There hasn’t been one truly dominant team this season, and there is lots of movement to be made from teams looking to secure No. 1 seeds to teams from the outside looking in on the bubble. This includes last year’s runner-up North Carolina, the preseason No. 1 in the AP poll that needs to make waves in their conference tournament if they want to be granted admission into the big dance.
“If it wasn’t for ‘North Carolina’ on the chest and we were looking at a team 1-8 in quad one with a NET of 47, they wouldn’t even be this close,” said ESPN’s Joe Lunardi on Feb. 27. “But it’s human nature. There’s no other bubble team that was in the National Championship game last year.”
While the backcourt of R.J. Davis and Caleb Love paired with senior forward Armando Bacot try and get the Tar Heels back on track, there are other great talents on the teams that appear destined to find their way to Houston for the Final Four.
Zach Edey is far and away the most dominant big man in the country for the Purdue Boilermakers. The best freshman in the country is right up there with Edey in the National Player of the Year conversation for Alabama in forward Brandon Miller.
“Everything Purdue does is built around star center Zach Edey, the 7’4 behemoth poised to be college basketball’s national player of the year,” SB Nation wrote in a March 3 article. “With two standout freshmen (Fletcher Loyer and Braden Smith) and a couple of savvy vets around him, Purdue’s pieces just fit better this year even if the talent isn’t as overwhelming.”
For those looking to fill out a bracket of their own, there are trends that can be looked at to determine a national champion. Using data from KenPom.com which provides advanced statistical analysis for every Division I team, every champion since 2002 outside of the 2014 UConn Huskies has entered March Madness ranked in the top 21 in offensive efficiency and top 37 in defensive efficiency.
Through March 2, there are seven teams that already fill this mold this season. The glass slipper fits for Houston, Kansas, Alabama, Purdue, Texas and UConn.
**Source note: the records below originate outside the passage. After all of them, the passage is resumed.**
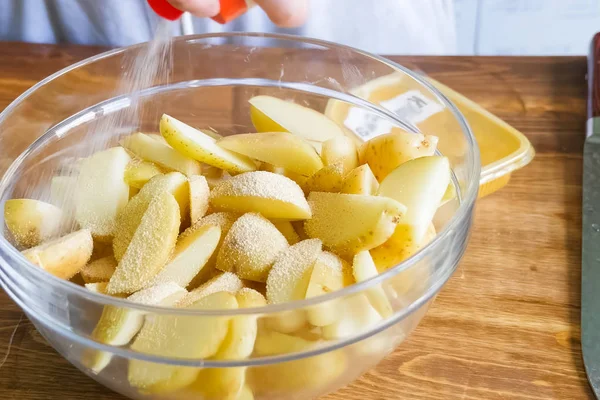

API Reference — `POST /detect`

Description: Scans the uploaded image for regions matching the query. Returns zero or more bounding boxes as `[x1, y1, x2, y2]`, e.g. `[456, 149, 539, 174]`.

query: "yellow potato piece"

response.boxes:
[113, 172, 189, 261]
[160, 114, 257, 174]
[304, 162, 346, 193]
[124, 159, 163, 189]
[75, 147, 131, 241]
[106, 192, 180, 295]
[128, 291, 237, 392]
[264, 310, 307, 334]
[266, 239, 322, 304]
[22, 229, 93, 279]
[271, 220, 300, 245]
[321, 136, 359, 172]
[190, 367, 247, 400]
[360, 131, 438, 181]
[321, 294, 382, 340]
[4, 199, 63, 248]
[85, 282, 186, 373]
[216, 213, 288, 282]
[374, 156, 450, 270]
[353, 251, 393, 318]
[121, 132, 201, 177]
[80, 256, 117, 283]
[218, 132, 323, 176]
[149, 224, 221, 289]
[178, 271, 243, 308]
[189, 175, 210, 224]
[249, 330, 347, 396]
[210, 171, 311, 220]
[304, 192, 406, 257]
[341, 164, 379, 195]
[258, 162, 308, 190]
[249, 95, 345, 142]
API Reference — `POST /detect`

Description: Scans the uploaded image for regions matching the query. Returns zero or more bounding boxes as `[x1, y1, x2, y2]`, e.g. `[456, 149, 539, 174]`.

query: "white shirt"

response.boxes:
[0, 0, 457, 54]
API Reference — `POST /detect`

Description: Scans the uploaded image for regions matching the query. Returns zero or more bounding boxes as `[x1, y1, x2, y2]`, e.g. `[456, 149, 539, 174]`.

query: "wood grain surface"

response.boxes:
[0, 42, 593, 399]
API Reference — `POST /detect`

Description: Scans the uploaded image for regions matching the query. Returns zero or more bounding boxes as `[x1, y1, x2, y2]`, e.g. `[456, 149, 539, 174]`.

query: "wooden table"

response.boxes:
[0, 42, 593, 399]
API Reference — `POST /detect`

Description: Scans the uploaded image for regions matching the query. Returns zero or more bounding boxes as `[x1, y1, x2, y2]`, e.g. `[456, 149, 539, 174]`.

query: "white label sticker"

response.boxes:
[343, 90, 445, 142]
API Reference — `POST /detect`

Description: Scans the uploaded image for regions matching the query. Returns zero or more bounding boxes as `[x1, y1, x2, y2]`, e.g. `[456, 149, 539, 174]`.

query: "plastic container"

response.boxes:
[325, 72, 534, 198]
[0, 33, 479, 399]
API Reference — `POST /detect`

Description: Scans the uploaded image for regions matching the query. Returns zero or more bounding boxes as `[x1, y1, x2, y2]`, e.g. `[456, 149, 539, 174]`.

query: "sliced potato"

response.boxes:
[264, 310, 307, 334]
[258, 162, 309, 189]
[304, 192, 406, 256]
[266, 239, 322, 304]
[178, 271, 243, 308]
[85, 282, 186, 373]
[321, 136, 358, 172]
[128, 291, 237, 392]
[210, 171, 311, 220]
[4, 199, 63, 248]
[321, 294, 382, 340]
[216, 213, 288, 282]
[360, 131, 438, 181]
[271, 220, 300, 245]
[353, 251, 392, 318]
[190, 367, 246, 400]
[124, 160, 163, 189]
[304, 162, 345, 193]
[218, 132, 323, 176]
[80, 256, 117, 283]
[249, 95, 345, 142]
[160, 114, 256, 174]
[106, 192, 180, 295]
[214, 288, 266, 360]
[22, 229, 93, 279]
[121, 132, 201, 176]
[113, 172, 188, 261]
[149, 224, 221, 289]
[189, 175, 210, 224]
[373, 156, 450, 270]
[75, 147, 131, 240]
[341, 164, 379, 195]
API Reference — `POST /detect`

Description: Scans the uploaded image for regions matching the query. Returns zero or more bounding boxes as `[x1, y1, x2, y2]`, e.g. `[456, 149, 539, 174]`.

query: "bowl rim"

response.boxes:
[0, 32, 480, 318]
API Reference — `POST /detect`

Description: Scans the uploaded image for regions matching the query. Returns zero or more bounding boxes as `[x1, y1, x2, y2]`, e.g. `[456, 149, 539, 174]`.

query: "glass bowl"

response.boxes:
[0, 33, 479, 400]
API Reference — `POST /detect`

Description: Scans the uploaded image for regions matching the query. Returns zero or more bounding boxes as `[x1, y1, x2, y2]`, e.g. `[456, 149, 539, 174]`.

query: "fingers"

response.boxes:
[167, 0, 220, 17]
[253, 0, 309, 27]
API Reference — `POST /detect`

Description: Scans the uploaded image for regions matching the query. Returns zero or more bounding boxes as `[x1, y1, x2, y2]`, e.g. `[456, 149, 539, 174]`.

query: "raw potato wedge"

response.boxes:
[322, 294, 382, 340]
[106, 192, 180, 295]
[304, 162, 346, 193]
[218, 132, 323, 176]
[353, 251, 393, 318]
[210, 171, 311, 220]
[128, 292, 237, 392]
[178, 271, 243, 307]
[113, 172, 189, 261]
[216, 213, 288, 282]
[373, 156, 450, 270]
[360, 131, 438, 181]
[249, 95, 345, 142]
[304, 192, 406, 256]
[189, 175, 210, 224]
[321, 136, 359, 172]
[22, 229, 93, 279]
[266, 239, 322, 304]
[149, 224, 221, 288]
[214, 288, 267, 360]
[272, 220, 301, 245]
[80, 256, 117, 283]
[121, 132, 201, 176]
[189, 367, 247, 400]
[249, 330, 347, 396]
[305, 252, 353, 327]
[75, 147, 131, 240]
[160, 114, 257, 174]
[124, 160, 163, 189]
[341, 164, 379, 195]
[85, 282, 186, 373]
[4, 199, 63, 248]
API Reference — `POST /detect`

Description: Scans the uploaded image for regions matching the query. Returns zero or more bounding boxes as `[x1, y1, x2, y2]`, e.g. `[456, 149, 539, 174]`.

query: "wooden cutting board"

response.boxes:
[0, 42, 593, 399]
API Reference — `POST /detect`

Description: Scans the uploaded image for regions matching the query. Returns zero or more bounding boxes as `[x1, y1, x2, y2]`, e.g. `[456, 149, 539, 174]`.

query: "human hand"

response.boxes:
[167, 0, 309, 27]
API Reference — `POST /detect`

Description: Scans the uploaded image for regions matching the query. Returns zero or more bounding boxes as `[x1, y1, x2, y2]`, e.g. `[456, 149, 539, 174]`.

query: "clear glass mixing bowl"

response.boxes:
[0, 33, 479, 400]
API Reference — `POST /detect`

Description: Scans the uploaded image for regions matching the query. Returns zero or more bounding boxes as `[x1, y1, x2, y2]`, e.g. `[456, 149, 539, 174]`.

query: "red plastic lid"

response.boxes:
[212, 0, 249, 24]
[147, 0, 184, 21]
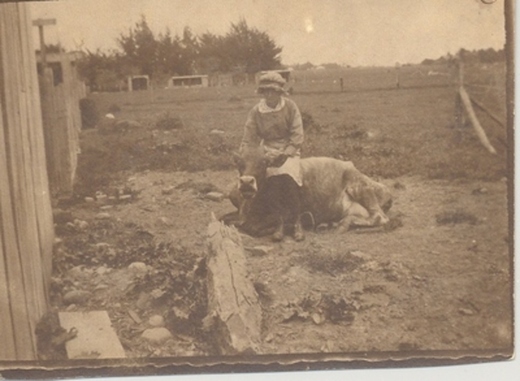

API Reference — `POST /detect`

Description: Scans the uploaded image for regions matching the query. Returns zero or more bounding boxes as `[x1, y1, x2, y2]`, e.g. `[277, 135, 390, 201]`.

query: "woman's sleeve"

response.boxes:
[240, 107, 261, 151]
[284, 101, 304, 156]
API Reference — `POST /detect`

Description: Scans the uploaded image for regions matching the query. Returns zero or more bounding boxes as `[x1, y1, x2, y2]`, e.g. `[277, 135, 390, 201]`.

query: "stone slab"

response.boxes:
[59, 311, 126, 359]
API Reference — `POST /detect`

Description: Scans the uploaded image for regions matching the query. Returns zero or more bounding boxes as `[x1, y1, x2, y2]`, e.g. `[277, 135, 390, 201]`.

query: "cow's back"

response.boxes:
[300, 157, 356, 223]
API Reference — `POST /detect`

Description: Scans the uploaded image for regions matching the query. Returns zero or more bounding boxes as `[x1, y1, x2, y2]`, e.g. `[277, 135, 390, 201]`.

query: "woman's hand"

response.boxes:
[265, 150, 288, 167]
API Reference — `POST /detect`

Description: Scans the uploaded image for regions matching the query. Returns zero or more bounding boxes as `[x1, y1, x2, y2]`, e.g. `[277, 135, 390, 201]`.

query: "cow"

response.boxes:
[225, 144, 393, 240]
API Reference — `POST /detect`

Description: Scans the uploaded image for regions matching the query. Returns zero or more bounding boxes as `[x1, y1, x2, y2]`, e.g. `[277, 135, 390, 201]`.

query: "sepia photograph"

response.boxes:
[0, 0, 514, 379]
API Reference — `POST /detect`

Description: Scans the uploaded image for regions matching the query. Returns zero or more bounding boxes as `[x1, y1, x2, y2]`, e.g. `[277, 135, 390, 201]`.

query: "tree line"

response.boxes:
[75, 16, 283, 91]
[421, 47, 505, 66]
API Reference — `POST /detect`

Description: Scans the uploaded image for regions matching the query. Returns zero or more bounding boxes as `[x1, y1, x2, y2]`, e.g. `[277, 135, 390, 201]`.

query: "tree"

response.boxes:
[117, 15, 158, 77]
[223, 19, 282, 73]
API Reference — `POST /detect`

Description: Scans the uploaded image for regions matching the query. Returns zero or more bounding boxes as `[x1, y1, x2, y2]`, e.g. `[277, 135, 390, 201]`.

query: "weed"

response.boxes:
[435, 209, 479, 225]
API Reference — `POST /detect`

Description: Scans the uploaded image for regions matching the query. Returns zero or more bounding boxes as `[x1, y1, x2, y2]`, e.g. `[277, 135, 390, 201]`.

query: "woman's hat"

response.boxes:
[257, 71, 287, 94]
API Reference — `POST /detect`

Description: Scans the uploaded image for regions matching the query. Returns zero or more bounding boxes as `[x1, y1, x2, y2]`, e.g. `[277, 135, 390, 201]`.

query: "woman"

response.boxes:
[240, 71, 305, 242]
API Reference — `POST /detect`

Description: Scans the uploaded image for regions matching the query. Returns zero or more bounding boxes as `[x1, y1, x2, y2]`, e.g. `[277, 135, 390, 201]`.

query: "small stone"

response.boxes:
[161, 186, 175, 195]
[209, 129, 225, 135]
[96, 193, 108, 201]
[96, 266, 108, 275]
[205, 192, 224, 202]
[128, 262, 148, 275]
[95, 212, 111, 220]
[63, 290, 91, 305]
[73, 219, 89, 230]
[119, 194, 132, 201]
[100, 205, 114, 210]
[65, 304, 77, 312]
[150, 289, 166, 299]
[94, 284, 109, 291]
[350, 250, 372, 261]
[247, 245, 273, 256]
[148, 315, 165, 327]
[84, 197, 95, 203]
[127, 176, 137, 182]
[157, 217, 172, 226]
[136, 292, 152, 310]
[141, 327, 172, 344]
[459, 308, 475, 316]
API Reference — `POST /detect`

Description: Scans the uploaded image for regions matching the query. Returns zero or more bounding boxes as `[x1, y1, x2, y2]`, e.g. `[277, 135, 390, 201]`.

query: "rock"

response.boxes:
[209, 129, 225, 135]
[157, 217, 172, 226]
[100, 205, 114, 210]
[247, 245, 273, 256]
[119, 194, 132, 201]
[65, 304, 77, 312]
[73, 219, 89, 230]
[95, 192, 108, 201]
[63, 290, 91, 305]
[459, 308, 475, 316]
[135, 292, 152, 310]
[84, 197, 95, 203]
[67, 266, 85, 279]
[148, 315, 165, 327]
[128, 262, 149, 275]
[205, 192, 225, 202]
[95, 212, 111, 220]
[161, 186, 175, 195]
[350, 250, 372, 261]
[96, 266, 109, 275]
[141, 328, 172, 344]
[150, 288, 166, 299]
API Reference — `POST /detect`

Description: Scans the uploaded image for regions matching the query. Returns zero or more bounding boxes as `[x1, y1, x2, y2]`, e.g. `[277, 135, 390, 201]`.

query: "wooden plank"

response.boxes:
[206, 214, 262, 355]
[13, 4, 46, 356]
[0, 4, 36, 360]
[459, 86, 497, 154]
[59, 311, 127, 359]
[0, 75, 18, 361]
[19, 1, 52, 311]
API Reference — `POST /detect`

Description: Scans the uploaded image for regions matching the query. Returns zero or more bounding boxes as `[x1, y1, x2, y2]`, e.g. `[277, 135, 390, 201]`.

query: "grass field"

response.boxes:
[76, 63, 507, 197]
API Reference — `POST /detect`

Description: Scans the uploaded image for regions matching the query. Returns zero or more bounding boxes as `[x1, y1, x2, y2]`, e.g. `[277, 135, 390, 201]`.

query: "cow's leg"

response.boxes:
[265, 176, 286, 242]
[279, 176, 305, 241]
[272, 216, 285, 242]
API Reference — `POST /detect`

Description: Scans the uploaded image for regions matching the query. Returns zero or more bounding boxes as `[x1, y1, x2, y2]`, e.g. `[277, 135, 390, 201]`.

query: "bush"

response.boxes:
[79, 98, 99, 129]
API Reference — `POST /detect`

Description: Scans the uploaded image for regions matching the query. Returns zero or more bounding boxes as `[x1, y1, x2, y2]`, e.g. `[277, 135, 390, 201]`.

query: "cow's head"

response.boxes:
[233, 145, 269, 200]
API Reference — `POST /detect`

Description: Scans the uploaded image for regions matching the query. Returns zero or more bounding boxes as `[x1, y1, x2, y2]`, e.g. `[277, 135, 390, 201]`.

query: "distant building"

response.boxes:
[128, 75, 150, 91]
[168, 75, 209, 88]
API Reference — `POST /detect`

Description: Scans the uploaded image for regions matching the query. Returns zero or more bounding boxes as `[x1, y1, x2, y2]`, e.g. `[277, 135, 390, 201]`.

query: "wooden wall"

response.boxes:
[0, 3, 54, 361]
This reflects in the bracketology where all are essential locks to be high seeds, as Lunardi projects UConn to be the worst of the bunch as a No. 4 seed in the East Region as of March 3.
Kansas is one of the hottest teams out of the bunch and secured the Big 12 regular season title in a conference where nine teams rank in the Top 50 in the NCAA Evaluation Tool (NET).
“[Bill] Self replaced four of his top six scorers from a team that won the national championship last season,” wrote Chip Patterson for CBS Sports. “Yet he finds himself with a team, and a profile, that will be considered for the first overall spot in the 2023 NCAA Tournament.”
There are other teams that can make noise too based off the KenPom trends. UCLA, Indiana, Maryland and Creighton all nearly miss the top 21/37 threshold. All four of these teams are within 8 spots in either category and can easily make a deep run too.
In terms of the other high-profile teams not listed, the data tells us is that there are some teams in high regard of AP voters that can make earlier exits than what’s reflected by their position in the polls.
The analytics don’t love AP top 10 teams in the Feb. 27 poll like Marquette, Baylor, Arizona and Gonzaga. Other ranked teams that are likely to fall short of a deep run range from top 15 teams like Kansas State, Tennessee and Virginia to very good teams outside the Power Six conferences like St. Mary’s and San Diego State.
It is nearly impossible to predict every game right in the bracket, and that’s what makes March Madness so fun. From a field of 68 teams, only four can make it to Houston.
The Second Round will tip-off on March 16, and you can watch the madness unfold on the CBS family of networks.